Unpacking RSA 2025: A Conference-Event Review
This week, I attended the 2025 RSA Conference at the Moscone Center in San Francisco, where five major themes emerged: cybersec startups, artificial intelligence (AI), identity security, automation and especially interesting was the emergence of industrial and critical infrastructure security (“ICIS”).
AI Agents Take Center Stage
At RSA 2025, "agentic AI" dominated conversations and exhibitions. While agent technology is emerging across all technological domains, these autonomous cybersecurity systems mark a significant leap in efficiency—capable of performing complex security operations with minimal human oversight, all within defined governance frameworks.
Industry leaders demonstrated how these autonomous agents can transform security operations centers by:
Providing continuous 24/7 threat monitoring and response
Addressing the persistent cybersecurity talent shortage
Freeing human analysts to focus on strategic threats and complex scenarios
Despite enthusiasm, discussions acknowledged important concerns about accountability, decision-making transparency, and potential unintended consequences of autonomous security systems.
Big Tech's AI Pivot Reshapes Investment Landscape
In conversations with business development executives from leading OEMs, I discovered how AI has fundamentally altered corporate priorities:
AI now dominates internal product development roadmaps
External investments and acquisition strategies heavily favor AI technologies
This intense focus has effectively "drowned out" other cybersecurity business development activities
Additionally, these companies are increasingly prioritizing internal development over acquisitions. This shift stems from disappointing integration results from acquisitions made in the past two to five years, which executives admitted were often driven by FOMO. The difficulties in successfully integrating teams—particularly go-to-market functions—and technologies have created a noticeable hesitation around non-AI acquisitions, especially those related to agent technologies.

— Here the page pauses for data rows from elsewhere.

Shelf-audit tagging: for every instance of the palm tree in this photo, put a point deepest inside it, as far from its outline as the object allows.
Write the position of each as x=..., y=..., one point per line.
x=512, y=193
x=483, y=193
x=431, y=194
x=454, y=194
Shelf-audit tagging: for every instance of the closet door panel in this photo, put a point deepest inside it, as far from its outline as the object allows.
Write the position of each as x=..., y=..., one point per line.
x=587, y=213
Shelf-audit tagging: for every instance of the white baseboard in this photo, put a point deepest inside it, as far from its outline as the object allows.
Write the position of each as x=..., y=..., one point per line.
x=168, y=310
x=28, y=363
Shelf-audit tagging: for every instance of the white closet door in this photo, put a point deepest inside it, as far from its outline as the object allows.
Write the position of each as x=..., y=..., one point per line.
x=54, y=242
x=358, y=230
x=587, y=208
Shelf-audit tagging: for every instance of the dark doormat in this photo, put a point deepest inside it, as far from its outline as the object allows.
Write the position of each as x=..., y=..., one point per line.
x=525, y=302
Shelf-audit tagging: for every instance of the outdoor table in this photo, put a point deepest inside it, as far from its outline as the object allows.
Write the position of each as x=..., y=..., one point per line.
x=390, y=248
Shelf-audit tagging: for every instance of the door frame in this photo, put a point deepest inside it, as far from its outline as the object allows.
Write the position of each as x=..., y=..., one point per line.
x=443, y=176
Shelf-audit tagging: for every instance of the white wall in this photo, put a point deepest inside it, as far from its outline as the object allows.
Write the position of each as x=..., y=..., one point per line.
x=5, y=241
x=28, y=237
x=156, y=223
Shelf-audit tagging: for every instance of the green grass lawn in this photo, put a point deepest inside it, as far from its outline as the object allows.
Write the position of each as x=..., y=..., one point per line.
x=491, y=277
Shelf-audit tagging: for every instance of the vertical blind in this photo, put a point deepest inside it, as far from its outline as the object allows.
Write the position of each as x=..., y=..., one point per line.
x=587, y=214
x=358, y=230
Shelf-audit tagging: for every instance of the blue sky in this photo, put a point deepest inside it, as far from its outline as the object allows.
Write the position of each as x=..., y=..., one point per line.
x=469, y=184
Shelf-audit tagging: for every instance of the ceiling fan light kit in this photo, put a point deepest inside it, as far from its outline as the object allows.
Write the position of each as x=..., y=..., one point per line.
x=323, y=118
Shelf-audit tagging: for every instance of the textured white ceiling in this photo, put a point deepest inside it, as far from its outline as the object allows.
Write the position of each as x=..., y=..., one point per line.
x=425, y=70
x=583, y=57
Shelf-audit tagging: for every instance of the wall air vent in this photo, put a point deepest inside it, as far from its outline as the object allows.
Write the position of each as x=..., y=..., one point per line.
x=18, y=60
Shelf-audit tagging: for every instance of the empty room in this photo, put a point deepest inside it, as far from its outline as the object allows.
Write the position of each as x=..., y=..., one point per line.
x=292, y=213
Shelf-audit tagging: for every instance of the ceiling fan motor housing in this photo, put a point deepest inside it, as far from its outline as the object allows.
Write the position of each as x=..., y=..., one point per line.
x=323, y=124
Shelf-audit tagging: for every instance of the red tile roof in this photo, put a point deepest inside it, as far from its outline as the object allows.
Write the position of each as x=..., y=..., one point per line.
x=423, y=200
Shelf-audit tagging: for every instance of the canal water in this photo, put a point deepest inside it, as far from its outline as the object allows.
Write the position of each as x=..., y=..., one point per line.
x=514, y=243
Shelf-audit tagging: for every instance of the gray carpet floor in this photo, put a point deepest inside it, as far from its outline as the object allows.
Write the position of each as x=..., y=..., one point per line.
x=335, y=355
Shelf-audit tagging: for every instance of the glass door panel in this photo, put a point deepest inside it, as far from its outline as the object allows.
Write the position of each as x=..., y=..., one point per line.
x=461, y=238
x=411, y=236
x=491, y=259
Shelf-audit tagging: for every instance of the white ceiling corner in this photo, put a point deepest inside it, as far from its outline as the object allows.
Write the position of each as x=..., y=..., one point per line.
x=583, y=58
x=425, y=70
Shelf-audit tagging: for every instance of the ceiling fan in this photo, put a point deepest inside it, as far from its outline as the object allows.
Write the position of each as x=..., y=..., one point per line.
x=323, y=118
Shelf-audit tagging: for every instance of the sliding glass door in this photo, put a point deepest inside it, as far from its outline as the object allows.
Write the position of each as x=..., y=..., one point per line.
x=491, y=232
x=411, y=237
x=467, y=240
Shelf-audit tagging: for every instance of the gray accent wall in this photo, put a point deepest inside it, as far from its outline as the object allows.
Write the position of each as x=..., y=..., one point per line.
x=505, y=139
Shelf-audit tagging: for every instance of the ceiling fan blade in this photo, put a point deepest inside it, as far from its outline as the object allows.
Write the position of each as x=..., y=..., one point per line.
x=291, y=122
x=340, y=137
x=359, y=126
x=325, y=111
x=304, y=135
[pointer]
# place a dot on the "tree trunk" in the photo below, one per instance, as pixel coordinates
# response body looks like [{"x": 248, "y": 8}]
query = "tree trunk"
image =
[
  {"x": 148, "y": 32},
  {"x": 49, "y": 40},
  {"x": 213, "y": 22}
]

Identity Security Innovations
The conference showcased significant advancements in identity protection, including:
Passwordless authentication solutions
Mobile passkeys implementation strategies
Phishing-resistant authentication methods
AI-driven identity governance aligned with the updated NIST Cybersecurity Framework
AI's Expanding Security Footprint
Beyond product demonstrations, the conference explored AI's broader implications for cybersecurity through sessions focused on:
Advanced threat detection capabilities
Proactive vulnerability management
Ethical considerations for AI deployment in security contexts
The dual-use nature of AI technologies that can both strengthen defenses and be weaponized by adversaries
Emerging Innovation Spotlight
The RSAC Startup Launch Pad highlighted promising companies tackling pressing security challenges:
Culminate: Advanced cloud security solutions. It was also the overall winner. (Announcement here)
Knostic: Novel AI-driven threat detection approaches
Tamnoon: Innovative security automation platforms
These emerging companies garnered significant attention for their fresh approaches to persistent cybersecurity problems.

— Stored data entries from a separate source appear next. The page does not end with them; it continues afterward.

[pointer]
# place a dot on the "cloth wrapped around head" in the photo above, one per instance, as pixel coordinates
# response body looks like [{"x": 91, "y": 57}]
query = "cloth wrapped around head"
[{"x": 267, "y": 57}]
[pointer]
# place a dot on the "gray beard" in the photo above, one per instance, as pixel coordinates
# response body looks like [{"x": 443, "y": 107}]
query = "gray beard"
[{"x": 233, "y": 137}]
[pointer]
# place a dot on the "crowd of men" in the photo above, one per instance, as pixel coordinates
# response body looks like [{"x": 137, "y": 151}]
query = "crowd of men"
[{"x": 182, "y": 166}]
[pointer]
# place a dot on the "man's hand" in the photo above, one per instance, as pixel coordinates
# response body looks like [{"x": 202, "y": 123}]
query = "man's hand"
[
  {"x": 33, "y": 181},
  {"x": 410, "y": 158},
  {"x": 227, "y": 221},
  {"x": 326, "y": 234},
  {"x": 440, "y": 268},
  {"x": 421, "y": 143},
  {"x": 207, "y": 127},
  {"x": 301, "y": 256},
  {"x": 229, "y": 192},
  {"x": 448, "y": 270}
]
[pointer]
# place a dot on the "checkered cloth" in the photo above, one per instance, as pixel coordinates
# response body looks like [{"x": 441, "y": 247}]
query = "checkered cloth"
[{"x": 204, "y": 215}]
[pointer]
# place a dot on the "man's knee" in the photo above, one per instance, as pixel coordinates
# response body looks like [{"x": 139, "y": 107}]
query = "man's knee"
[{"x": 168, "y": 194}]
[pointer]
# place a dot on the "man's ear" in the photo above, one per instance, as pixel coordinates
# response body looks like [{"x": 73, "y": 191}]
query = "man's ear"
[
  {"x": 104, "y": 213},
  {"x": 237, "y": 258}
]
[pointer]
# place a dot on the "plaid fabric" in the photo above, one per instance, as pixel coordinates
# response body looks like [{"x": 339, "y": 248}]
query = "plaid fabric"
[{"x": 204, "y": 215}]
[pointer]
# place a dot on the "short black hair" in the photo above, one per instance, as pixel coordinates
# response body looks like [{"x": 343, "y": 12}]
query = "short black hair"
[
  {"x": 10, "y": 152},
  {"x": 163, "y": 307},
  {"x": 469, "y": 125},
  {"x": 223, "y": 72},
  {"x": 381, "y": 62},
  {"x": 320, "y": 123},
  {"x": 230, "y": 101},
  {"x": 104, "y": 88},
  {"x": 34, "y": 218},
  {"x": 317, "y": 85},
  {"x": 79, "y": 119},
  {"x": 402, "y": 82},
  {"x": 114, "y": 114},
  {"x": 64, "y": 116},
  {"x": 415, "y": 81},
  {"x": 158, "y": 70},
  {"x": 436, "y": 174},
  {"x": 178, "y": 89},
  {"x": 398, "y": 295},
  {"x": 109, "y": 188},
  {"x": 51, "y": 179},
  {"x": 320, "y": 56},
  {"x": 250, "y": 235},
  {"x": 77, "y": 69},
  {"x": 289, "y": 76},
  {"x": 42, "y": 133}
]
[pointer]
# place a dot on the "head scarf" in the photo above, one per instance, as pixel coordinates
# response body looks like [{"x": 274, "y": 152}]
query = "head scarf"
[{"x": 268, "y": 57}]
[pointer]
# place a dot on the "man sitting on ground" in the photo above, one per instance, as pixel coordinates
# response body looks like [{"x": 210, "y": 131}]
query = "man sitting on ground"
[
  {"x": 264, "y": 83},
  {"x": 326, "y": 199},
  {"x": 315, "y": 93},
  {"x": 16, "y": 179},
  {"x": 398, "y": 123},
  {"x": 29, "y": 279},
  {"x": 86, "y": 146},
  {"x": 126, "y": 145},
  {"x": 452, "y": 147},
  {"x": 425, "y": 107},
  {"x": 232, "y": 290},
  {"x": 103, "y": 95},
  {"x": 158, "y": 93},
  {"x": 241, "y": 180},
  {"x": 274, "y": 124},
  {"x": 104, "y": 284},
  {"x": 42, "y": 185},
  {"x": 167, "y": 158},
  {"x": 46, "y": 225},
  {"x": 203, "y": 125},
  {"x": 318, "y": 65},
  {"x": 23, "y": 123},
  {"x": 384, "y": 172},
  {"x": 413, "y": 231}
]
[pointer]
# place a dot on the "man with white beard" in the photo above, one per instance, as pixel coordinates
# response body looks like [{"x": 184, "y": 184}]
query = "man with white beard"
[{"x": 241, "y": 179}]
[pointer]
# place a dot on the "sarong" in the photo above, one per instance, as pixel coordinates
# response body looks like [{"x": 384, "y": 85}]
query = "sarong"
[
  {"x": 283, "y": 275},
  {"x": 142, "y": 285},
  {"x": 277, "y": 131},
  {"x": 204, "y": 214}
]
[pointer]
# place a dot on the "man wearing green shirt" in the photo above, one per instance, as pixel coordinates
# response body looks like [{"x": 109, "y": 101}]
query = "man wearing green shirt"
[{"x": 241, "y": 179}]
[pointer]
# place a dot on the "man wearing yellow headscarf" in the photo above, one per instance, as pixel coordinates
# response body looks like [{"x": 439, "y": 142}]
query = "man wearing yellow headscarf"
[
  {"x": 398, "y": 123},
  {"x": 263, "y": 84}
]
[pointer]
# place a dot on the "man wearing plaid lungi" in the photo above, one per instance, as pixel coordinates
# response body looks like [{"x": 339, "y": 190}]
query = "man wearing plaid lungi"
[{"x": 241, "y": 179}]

Industrial and Critical Infrastructure Security
Industrial cybersecurity, especially for operational technology (OT) and critical infrastructure, has moved into the mainstream. The RSA conference emphasized the need for proactive, collaborative approaches to protect energy, manufacturing, and transportation sectors, with AI and machine learning driving advances in threat detection and response.
Conclusion
As RSA 2025 concludes, the convergence of agentic AI, advanced identity solutions, and thoughtful automation clearly establishes the foundation for the next decade of technological advancement. These technologies represent the building blocks of a future where security becomes both more powerful and more invisible, enabling unprecedented protection while creating new opportunities for innovation and strategic partnerships. The lessons from previous integration challenges are informing a more measured approach to technology development, positioning forward-thinking organizations to create security ecosystems greater than the sum of their parts—promising convenience without compromise, automation that amplifies human potential, and business combinations driven by strategic value rather than market hype.